Yes, the Apple Car would likely have better build quality. The infotainment software would probably be a bit more reliable, too. But still, the juggernaut is Tesla and Tesla employs all of the Apple tactics. Heck, you could argue that Elon Musk has the “Steve Jobs Reality Distortion Field.”

The one thing that would help Apple is the cash it is sitting on. It can afford to launch a marketing blitz not seen in the 100-plus years of automotive sales. It could outspend Tesla at every turn and buy market share. It’d be an expensive, bloody fight. An expensive, bloody fight that does’t doesn’t come with a big reward.

Predictably, I’m not the only one with the opinion that an Apple Car isn’t likely in the cards. Friend of the site Ed Kim, Vice President of Industry Analysis at AutoPacific, thinks the same.

“I do not think it’s a wise decision for Apple to actually build a car. The business of building cars is cutthroat, capital intensive, and entails margins that are far lower compared to the sandboxes that Apple currently plays in. Frankly, there is more upside for Apple in other areas of automotive outside of actually developing and building a vehicle,” he told us in a written statement.

Where I think there is some possibility in the Apple department is going beyond just Apple Car Play, and Apple providing software for a vehicle itself.

“I think the real opportunity for Apple in automotive is to become a supplier of relevant HMI, autonomous drive, and e-commerce opportunities to the automakers,” Kim continues. “Apple is the king of interfaces, and there exists a real opportunity to bring really innovative, safe, and appealing HMI into vehicles, particularly when taking into account the kinds of in-vehicle activities and e-commerce that could take place in vehicles as they start becoming more autonomous. Apple is known to be developing autonomous vehicle technologies, and I think a major reason behind that push is to provide more opportunities for drivers to stop actively driving and engage in activities that provide revenue opportunities for Apple. ”

While I did make the argument earlier that Apple likes to control the whole stack, which is why it doesn’t license its software, the automobile is a little bit different of an animal.

To support Apple Car Play right now, manufacturers of infotainment systems have to meet a strict hardware requirement by Apple. While it’s not the complete control that Apple surely would like to have, it does offer them a reasonable amount of say over the in the experience.

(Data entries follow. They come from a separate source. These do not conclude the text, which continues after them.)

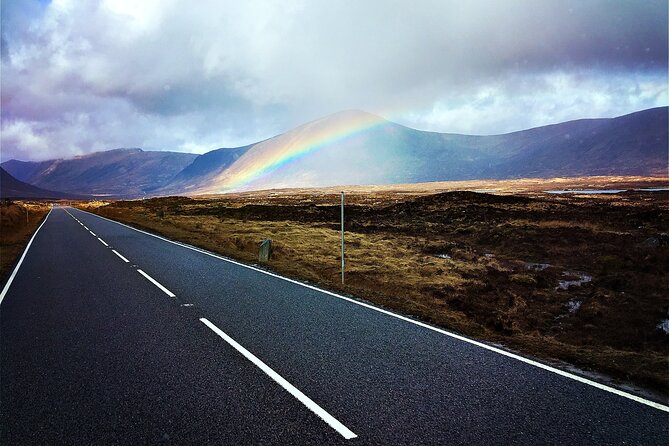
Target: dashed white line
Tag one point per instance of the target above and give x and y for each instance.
(156, 283)
(500, 351)
(122, 258)
(311, 405)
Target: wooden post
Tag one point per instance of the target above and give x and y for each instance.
(342, 237)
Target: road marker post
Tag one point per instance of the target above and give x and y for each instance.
(342, 237)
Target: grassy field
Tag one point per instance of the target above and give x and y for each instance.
(18, 221)
(581, 279)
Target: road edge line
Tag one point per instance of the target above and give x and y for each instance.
(18, 265)
(508, 354)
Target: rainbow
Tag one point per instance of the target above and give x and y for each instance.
(275, 153)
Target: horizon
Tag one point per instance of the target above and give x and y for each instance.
(83, 77)
(309, 122)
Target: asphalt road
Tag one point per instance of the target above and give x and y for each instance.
(94, 351)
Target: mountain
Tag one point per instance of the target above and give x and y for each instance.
(203, 170)
(355, 147)
(10, 187)
(120, 172)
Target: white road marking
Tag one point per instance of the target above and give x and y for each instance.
(155, 282)
(18, 265)
(531, 362)
(311, 405)
(122, 258)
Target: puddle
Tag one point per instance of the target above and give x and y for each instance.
(573, 305)
(586, 191)
(536, 266)
(604, 191)
(565, 284)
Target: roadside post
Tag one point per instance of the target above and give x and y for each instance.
(342, 237)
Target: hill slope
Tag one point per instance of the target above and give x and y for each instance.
(120, 172)
(359, 148)
(10, 187)
(355, 147)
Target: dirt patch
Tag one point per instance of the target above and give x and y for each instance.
(506, 268)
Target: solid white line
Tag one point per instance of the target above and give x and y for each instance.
(155, 282)
(415, 322)
(122, 258)
(311, 405)
(18, 265)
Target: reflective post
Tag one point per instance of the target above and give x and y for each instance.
(342, 237)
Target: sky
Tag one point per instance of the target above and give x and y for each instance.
(84, 76)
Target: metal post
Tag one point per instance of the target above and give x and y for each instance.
(342, 237)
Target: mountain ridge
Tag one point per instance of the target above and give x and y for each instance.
(355, 147)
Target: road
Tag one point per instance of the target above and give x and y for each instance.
(110, 335)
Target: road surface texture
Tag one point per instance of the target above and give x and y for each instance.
(110, 335)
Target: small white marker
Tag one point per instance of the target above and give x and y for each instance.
(122, 258)
(155, 282)
(311, 405)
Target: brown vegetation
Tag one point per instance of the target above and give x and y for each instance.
(581, 279)
(18, 221)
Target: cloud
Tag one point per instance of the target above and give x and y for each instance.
(84, 76)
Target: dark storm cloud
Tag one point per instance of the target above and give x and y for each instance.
(82, 76)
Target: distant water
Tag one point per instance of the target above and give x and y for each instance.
(588, 191)
(605, 191)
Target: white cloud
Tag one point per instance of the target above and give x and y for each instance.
(194, 76)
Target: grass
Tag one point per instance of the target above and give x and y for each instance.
(18, 221)
(462, 261)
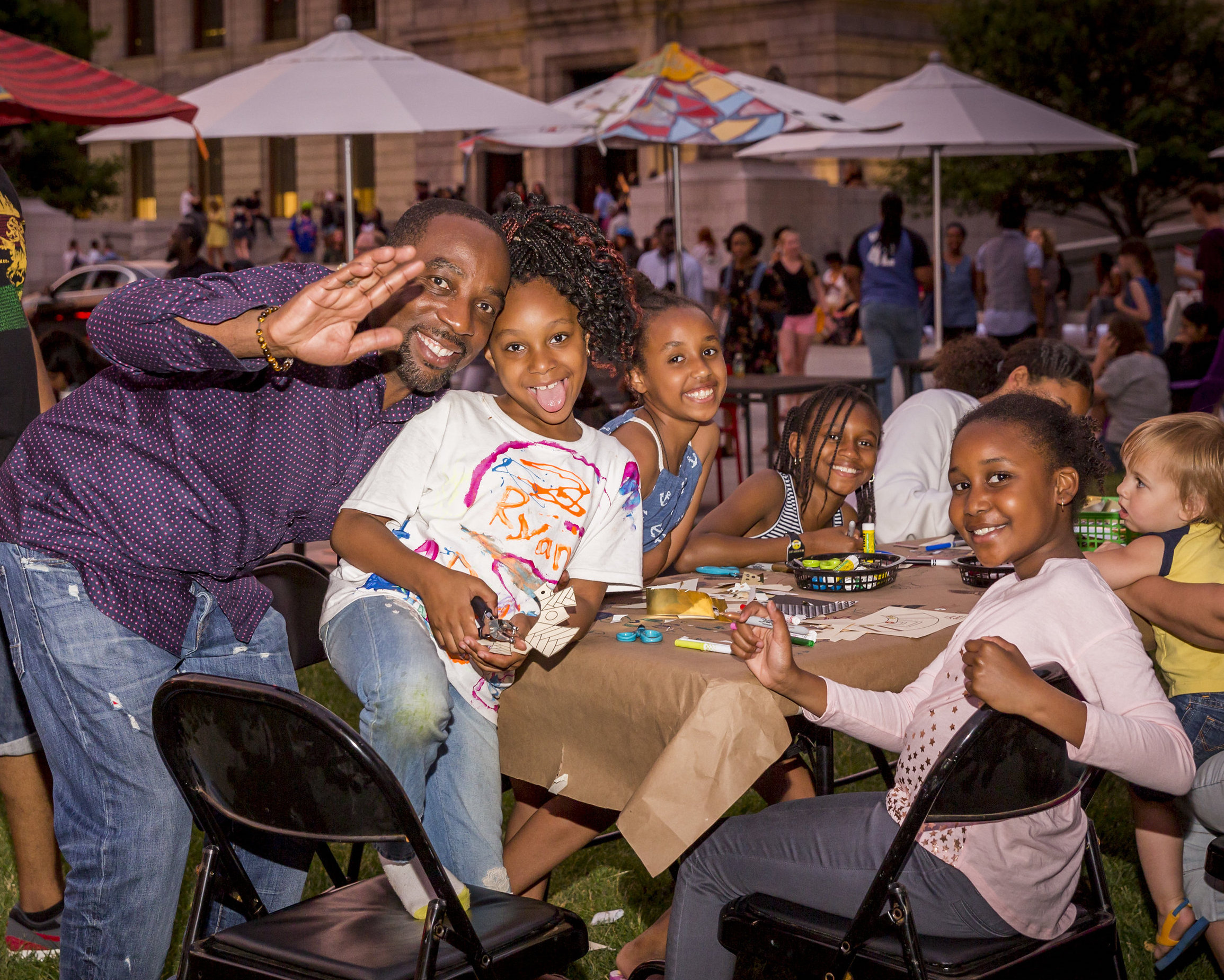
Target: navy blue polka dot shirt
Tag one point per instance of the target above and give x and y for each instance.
(182, 463)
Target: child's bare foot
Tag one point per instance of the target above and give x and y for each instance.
(650, 945)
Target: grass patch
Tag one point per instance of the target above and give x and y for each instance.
(611, 878)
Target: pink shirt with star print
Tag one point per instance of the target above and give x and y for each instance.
(1027, 868)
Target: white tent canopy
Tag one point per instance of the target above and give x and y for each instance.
(343, 84)
(946, 113)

So maybe Apple is working on improving vehicle software. Heck, maybe Magna is building a few cars for Apple to test software, especially autonomous vehicle tech if that’s what they’re working on. But it’s hard for me to see the business case in building a full-blown automobile in a world like ours. I just don’t see the business case.

Updated (4:16pm EDT, 04/13/2021): I was reminded that the 30% take from the App Store is a major profit generator for Apple and I’ve updated the story to also reflect that. Of course, that further makes my point.